Come panorama non è il massimo, ma è un posto tranquillo.

A qualche passo dal locale con il signor Delton alle spalle, apro la pochette per prendere le chiavi ma mi blocco quando il mio sguardo si ferma sulla porta.

È accostata, qualcuno l’ha aperto mentre ero via.

Il signor Delton mi appoggia una mano sul gomito per mettermi da parte e si fa avanti lentamente, camminando cercando di produrre meno rumore possibile. Quindi infilo la pochette sotto le ascelle, mi tolgo i tacchi e li tengo come se fossero dei pugnali letali.

Lui spinge l’anta della porta verso l’interno ma verso la fine viene bloccato da qualcosa. Nel buio riesco a riconoscere la forma di qualcosa di rettangolare e ingombrante che sbarra la strada e, quando la vista comincia ad abituarsi, capisco che è una grossa valigia.

- Ma che… - mormoro, ma lui si gira verso di me con l’indice sulle labbra. Ok, devo stare zitta.

Nonostante l’apertura angusta il signor Delton riesce a entrare e lo seguo a ruota.

La porta d’entrata conduce al salotto illuminato dalla fioca luce trasparente della porta finestra in fondo alla stanza. Nel buio si riescono a riconoscere alcune sagome, tipo l’enorme divano a L di pelle bianca che domina la stanza, situato di fronte caminetto e al televisore, ma non è questa la prima cosa che si nota. No stasera.

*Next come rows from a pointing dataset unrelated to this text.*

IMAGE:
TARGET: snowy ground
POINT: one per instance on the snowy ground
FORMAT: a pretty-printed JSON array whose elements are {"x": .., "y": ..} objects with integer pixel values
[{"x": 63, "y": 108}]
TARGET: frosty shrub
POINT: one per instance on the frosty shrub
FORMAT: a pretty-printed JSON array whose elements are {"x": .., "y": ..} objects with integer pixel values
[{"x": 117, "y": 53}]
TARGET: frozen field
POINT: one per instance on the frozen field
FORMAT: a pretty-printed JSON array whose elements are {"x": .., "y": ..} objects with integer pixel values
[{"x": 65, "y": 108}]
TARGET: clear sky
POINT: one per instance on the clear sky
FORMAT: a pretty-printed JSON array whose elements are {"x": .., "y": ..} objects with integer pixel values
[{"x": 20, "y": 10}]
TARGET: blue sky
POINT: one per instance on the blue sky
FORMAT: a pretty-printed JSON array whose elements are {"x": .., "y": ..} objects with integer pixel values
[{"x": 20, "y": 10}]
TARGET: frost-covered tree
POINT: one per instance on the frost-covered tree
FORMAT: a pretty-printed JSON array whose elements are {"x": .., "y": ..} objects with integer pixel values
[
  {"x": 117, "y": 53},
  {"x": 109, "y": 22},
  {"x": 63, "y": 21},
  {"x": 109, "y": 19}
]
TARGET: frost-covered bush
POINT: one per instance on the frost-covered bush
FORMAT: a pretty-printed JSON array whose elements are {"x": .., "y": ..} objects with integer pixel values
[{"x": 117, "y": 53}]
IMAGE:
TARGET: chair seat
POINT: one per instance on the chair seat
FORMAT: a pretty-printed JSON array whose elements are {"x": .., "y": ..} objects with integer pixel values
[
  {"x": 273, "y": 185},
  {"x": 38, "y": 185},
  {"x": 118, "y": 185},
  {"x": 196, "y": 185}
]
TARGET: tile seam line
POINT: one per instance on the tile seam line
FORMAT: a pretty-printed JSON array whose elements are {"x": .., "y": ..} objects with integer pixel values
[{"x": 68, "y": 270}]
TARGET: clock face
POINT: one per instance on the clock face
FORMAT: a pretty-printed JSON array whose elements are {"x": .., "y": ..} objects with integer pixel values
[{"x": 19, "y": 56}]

La tv che non ho quasi mai usato ora è acceso, e sta mostrando una scena di un film che non sembra Heidi. È decisamente qualcosa di vietato ai minori.

La scena è ambientata in un piccolo ufficio e la protagonista, una donna nuda con solo i tacchi addosso, è sdraiata con le gambe aperte sulla scrivania, e dall’angolazione della ripresa si riesce a vedere la lingua dell’uomo tra le pieghe… Il volume è regolato al più basso, ma riesco a sentire i gemiti della donna.

Oddei…

Che sta succedendo?

I gemiti non provengono dal film.

Dal divano spunta fuori la sagoma di un uomo maschile che sta spingendo nel mio divano.

Nel mio bellissimo divano bianco!

Ad un’altra spinta i gemiti salgono di tono.

Deglutisco e cerco di staccare lo sguardo dal divano, dal televisore, da loro, ma non ci riesco. È una scena talmente da pervertiti che mi sento eccitata. Alla fine riesco a spostare gli occhi, con il madornale errore di posarli sull’uomo che mi ha accompagnato. Anche lui sembra attratto inconsciamente dal loro sesso e lo vedo irrigidirsi sempre di più, diventando quasi una statua.

Un lungo brivido mi percorre lungo la schiena e, non potendo più di tutta questa carica erotica, a passo malferma e con il cuore in gola esco dal mio appartamento e mi appoggio al muro per reggermi, sperando che il freddo della parete possa farmi tornare in senno.

Dopo un paio di secondi lui mi segue e si ferma a pochi centimetri da me, con gli occhi scuri che brillano di eccitazione. Passa la lingua sulle labbra secche per inumidire e si passa la mano tra i capelli, spostando anche le ciocche che gli coprivano la fronte.

Lentamente il suo sguardo scivola sul mio viso, si sofferma sulle mie labbra e appoggia la mano sullo stipite della porta, a pochi centimetri dal mio viso.

- Quando ho detto di venire da te, non mi aspettavo di imbattermi in uno spettacolo a luci rosse. – mormora, con la voce impastata, roca e… molto eccitata. – Forse dovrei essere imbarazzato, o mortificato, ma non lo sono.

Detto ciò si avvicina di mezzo passo, fermandosi con il corpo schiacciato sul mio, e sento il suo gonfiore duro premere contro la mia pancia. Ad ogni suo respiro sento sempre di più la pressione del suo sesso e, al contempo il sangue nel mio corpo bollire, scaldando ogni parte del mio corpo per poi confluire tra le gambe.

- Solo… eccitato. – sussurra e sento il suo alito soffiare sul mio viso. Profuma di vino, di desiderio, e di tanto sesso selvaggio. – Molto eccitato.

Annuncia e abbassa lentamente il capo, bloccandomi con lo sguardo al muro alle mie spalle, e sfiora la punta del mio naso con il suo.